Никакие внешние перемены жизни или новейшие изобретения, замечал он, не отменяют сокровенной сути провинции, хотя могут сказаться на поверхностных ее чертах. Провинция есть и в многомиллионных городах, и в душе каждого человека; провинциальным может быть скромное государство, и многие даже великие умы в разгар эпохальных страстей недаром радовались своему непритязательному, без надрыва, подданству. Она всегда будет представлять большинство людей, поскольку большинство людей всегда будут не великими и предпочтут не чувствовать себя несчастными оттого, что они не великие; в любой стране она захватывает массовую муравейную среду, где творится, может, самая широчайшая философия жизни. Он предвидел, что эта среднегородская, называемая по привычке обывательской среда будет все больше воплощать собой народ, сменяя прежний, отождествлявшийся с крестьянством, который творил когда-то духовные формы, язык, фольклор. Этот народ уже имеет свою систему ценностей, житейские понятия, обычное право, свою эстетику, этику, свой язык, наконец, который может порой ужасать, коробить вкус, но от которого нельзя просто отмахнуться. Даже заборный фольклор, утверждал Милашевич, достоин изучения. Один герой у него собирает коллекцию разнообразных специфических речений; как знать, замечает он, пусть не сейчас, но, может, когда-нибудь, в стерильном и безнавозном будущем, эту его тетрадочку будут изучать, как изучают сейчас систему древних проклятий и ритуальной похабщины.
Так говорил Милашевич.
И хотя у Лизавина хватало иронии вносить необходимые поправки в эту провинциальную поэзию (ибо вся философия Милашевича была именно поэзией, главное доказательство которой — во внутренней убежденности и способности наделять чувством счастья), она вызывала в нем особый отзвук. Об этом еще будет речь погодя, когда придет пора выдать последний секрет Антона Андреевича. Дело в том, что кандидат филологических наук, и. о. доцента и в перспективе полный доцент, а может, и профессор, руководитель Нечайского литобъединения в душе сам примеривался к изящной словесности, пока еще неуверенно, более в воображении, но иногда и с золотым паркеровским пером в руке. И почему это писатели так любят повествовать о людях пишущих? — спросят однажды на занятиях у самого Антона Андреевича. — Материал, что ли, наиболее знакомый? — А потому, — ответит он студентам, — что нам с вами самим это как-то по-родственному интересно. Потому, что людей пишущих куда больше, чем можно предположить; вообще каждый, кто пытается воспринимать свою жизнь на пересечении со смыслом и красотой, уже приобщен душой к странному бытию художника — мы узнаем в нем свое, знакомое нам по особым, свободным от службы минутам. Занятно и поучительно видеть человека, который пробует найти для всего этого слово, в котором наглядно демонстрируется, так сказать, взаимопроникновение жизни и духа. Ну и так далее…

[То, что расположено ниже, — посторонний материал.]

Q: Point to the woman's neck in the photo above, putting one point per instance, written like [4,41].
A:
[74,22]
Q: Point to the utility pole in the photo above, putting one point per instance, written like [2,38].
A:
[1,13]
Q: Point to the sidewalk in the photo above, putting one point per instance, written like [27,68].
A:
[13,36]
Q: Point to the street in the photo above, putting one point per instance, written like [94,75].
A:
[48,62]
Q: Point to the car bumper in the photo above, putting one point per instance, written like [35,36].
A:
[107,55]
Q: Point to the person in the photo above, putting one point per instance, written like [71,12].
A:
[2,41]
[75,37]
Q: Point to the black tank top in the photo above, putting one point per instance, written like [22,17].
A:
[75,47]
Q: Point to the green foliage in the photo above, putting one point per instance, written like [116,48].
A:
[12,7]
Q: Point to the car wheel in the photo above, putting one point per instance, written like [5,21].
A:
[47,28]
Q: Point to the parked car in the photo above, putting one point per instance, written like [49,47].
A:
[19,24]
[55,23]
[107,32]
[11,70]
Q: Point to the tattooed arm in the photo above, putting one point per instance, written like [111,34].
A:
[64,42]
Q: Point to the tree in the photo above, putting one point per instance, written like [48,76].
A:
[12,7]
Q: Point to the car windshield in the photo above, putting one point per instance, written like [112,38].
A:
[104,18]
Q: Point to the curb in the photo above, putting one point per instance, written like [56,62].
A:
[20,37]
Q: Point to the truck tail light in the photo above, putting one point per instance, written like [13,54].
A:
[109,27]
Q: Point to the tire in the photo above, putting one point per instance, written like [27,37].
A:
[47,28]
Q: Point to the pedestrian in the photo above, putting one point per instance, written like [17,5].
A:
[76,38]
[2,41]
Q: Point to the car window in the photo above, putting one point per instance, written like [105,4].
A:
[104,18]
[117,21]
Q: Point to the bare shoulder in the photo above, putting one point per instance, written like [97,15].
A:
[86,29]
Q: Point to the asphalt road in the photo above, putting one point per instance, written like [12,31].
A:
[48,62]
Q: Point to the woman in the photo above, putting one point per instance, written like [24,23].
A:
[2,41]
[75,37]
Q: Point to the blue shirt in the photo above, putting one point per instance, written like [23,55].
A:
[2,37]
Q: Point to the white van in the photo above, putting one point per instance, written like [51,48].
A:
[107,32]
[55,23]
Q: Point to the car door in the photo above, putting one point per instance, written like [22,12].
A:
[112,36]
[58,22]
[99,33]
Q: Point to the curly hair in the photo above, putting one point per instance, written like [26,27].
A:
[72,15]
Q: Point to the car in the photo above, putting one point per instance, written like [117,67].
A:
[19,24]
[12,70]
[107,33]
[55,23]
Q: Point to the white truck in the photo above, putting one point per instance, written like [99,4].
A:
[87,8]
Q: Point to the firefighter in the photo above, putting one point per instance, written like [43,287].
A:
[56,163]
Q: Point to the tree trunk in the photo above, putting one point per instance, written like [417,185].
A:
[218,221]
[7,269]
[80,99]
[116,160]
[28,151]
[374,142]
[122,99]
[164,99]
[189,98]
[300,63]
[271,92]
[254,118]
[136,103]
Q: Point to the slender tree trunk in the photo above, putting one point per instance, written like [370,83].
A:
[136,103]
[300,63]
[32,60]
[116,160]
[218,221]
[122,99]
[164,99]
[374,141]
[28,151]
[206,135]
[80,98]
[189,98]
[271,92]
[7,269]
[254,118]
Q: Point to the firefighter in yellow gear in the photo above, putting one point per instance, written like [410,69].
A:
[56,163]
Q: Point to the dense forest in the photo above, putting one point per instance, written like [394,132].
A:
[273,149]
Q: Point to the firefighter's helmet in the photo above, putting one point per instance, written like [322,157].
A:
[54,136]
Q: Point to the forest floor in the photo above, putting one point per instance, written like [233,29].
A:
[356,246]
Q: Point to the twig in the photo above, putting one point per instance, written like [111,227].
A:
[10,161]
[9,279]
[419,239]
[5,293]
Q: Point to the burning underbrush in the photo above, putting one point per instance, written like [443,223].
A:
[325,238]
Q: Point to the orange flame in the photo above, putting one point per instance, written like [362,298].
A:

Секрет, впрочем, уже выдан, а остальное потом. Возможно, на такие вот отвлеченные темы Антон Лизавин и размышлял в тот апрельский вечер по пути в Нечайск, накануне своего тридцатилетия, не подозревая, какой поворот его жизни и его мыслям сулит эта поездка. За автобусным окном давно было черно, Лизавин смотрел на свое отражение и сквозь него. Иногда проплывавшие огоньки освещались с отражением зрачков, тогда глаза светились жутковатым светом. Даже в этой темени Антон отчетливо представлял, где они едут; он и с закрытыми веками в любой момент взялся бы определить, какой сейчас миновали поворот, какую просеку в лесу, даже какой придорожный столб, — и, вспыхни сию секунду свет, он мог бы подтвердить верность нутряного своего чутья… Вот наконец Нечайск, Базарная площадь, одинокий яркий фонарь, высокие окна пятиэтажек, дорога вдоль озера, по которой он мог спускаться на ощупь, вот школа, родительский дом — он предвкушал заранее каждый шаг, движение, которым повернет щеколду калитки, хруст подмерзлого снега на дорожке перед крыльцом и как откроет дверь в освещенную комнату — все было повторением привычного, кроме одного: за столом, уже накрытым к праздничному ужину, сидел непредвиденный гость, случайный знакомый Антона, москвич Максим Сиверс.
3С Сиверсом Антон Лизавин познакомился прошлой осенью в Москве при обстоятельствах забавных. Он только что получил наконец долгожданный кандидатский диплом и по сему поводу выпил у своего московского коллеги и официального оппонента Никольского. Этот спокойный умник с мучнистым лицом, которое перестало стареть после сорока лет, сугубо заботился о своем здоровье, был, подобно Милашевичу, вегетарианцем, но при этом горазд выпить — сочетание своеобразное, однако обоснованное не менее своеобразной теорией о том, что алкоголь совместно с травками, грибочками, огурчиками и прочим для вегетарианского здоровья не только не вреден, но даже полезен, чего не скажешь о том же алкоголе, заедаемом колбасой или тем более копченым окороком. Такая здоровая выпивка разнообразит мироощущение человека, достигшего определенной стадии совершенства, дарит новыми чувствами и переживаниями, яркими, но безопасными в силу своей временности. Никольский вообще основывал свою жизнь на множестве сподручных теорий, в себе самом видел как бы инструмент для познания закономерностей, в литературе же — прежде всего материал, красивую, но сырую породу, в недрах которой скрыты крупицы золота, — писатели в грубой своей простоте по-настоящему не способны извлечь все эти структуры, соответствия, мифы. Распознав склонность Лизавина к сочинительству, он иногда иронически прохаживался на сей счет — с сожалением к человеку, способному даже в мыслях променять высокое интеллектуальное служение на темную заготовку сырья. Теоретический склад натуры был связан у Никольского с также весьма благодатной для здоровья способностью ничем не проникаться чрезмерно: он мог за обедом читать в журнале просветительскую статью о глистах, и это не портило ему аппетита.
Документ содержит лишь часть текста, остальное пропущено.